A defining figure of the “New Hollywood” that flourished in the 1970s, Paul Schrader (b. 1946), unlike contemporaries such as Francis Ford Coppola or Martin Scorsese, began not as a student of filmmaking but as an aspiring film historian and critic. Like the key French New Wave directors – and American filmmakers such as Peter Bogdanovich – Schrader began as a writer about film, using the publication of his master's thesis, the highly respected Transcendental Style in Film: Ozu, Bresson, Dreyer (1972), as the calling card to his parallel and equally successful careers as a screenwriter and, eventually, director. His script for the hit The Yakuza (1974), co-written with his brother, made Schrader a highly sought-after writer whose popularity was furthered by his second and still most famous screenplay, Taxi Driver (1975), the first of four he would write for Scorsese.

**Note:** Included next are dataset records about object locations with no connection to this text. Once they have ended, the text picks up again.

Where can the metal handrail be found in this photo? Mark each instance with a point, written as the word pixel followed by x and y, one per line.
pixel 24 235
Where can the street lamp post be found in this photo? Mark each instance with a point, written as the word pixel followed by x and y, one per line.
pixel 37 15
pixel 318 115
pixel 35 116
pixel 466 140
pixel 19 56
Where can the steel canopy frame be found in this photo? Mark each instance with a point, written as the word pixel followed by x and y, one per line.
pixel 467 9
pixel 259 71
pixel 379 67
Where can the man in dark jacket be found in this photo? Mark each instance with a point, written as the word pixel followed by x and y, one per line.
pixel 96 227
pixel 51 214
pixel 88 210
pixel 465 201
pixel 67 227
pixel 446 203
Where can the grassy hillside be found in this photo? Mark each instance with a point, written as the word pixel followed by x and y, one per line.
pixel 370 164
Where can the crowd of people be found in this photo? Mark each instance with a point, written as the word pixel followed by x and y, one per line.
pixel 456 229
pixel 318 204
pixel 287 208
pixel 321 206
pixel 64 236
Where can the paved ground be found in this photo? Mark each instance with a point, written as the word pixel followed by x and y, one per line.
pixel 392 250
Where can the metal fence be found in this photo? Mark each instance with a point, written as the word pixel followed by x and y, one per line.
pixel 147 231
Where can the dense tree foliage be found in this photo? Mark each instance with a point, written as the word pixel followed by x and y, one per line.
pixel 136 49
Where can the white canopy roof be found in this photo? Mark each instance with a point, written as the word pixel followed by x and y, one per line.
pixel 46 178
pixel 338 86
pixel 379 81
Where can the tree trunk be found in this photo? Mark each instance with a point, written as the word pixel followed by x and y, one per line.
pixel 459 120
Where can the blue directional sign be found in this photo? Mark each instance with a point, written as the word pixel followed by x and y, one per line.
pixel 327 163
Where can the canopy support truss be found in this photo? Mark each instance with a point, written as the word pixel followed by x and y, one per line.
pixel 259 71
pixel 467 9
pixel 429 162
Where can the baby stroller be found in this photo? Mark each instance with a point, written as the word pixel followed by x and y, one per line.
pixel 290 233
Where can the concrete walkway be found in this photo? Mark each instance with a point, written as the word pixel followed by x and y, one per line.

While continuing to write prolifically, Schrader quickly established himself as a talented director and bold visual stylist with his hard-hitting debut feature Blue Collar (1977). Over the subsequent three decades, he has made a string of highly original films that, echoing the Dreyer and Bresson examined in Transcendental Style, reject the humanist cinema of empowered protagonists to focus instead on heroes at the mercy of larger, often unseen – or even unknown – forces. Locked in a constant struggle, the lonely figures at the heart of Schrader’s films can at best achieve only pyrrhic and ironic victories. Even when dealing with the iconic figures of recent history –Yukio Mishima, Patty Hearst – Schrader's films achieve a depth of character rare in American cinema, shaped by an unflinching psychological realism that studies the deep fissures in the often elaborate masks behind which his protagonists hide.

To celebrate the re-release of Schrader's searing epic of an untamed ego in an anxious age, Mishima: A Life in Four Parts (screening in a glorious new print), we are honored to welcome Paul Schrader to the Harvard Film Archive for a weekend long retrospective and a discussion of his life in film.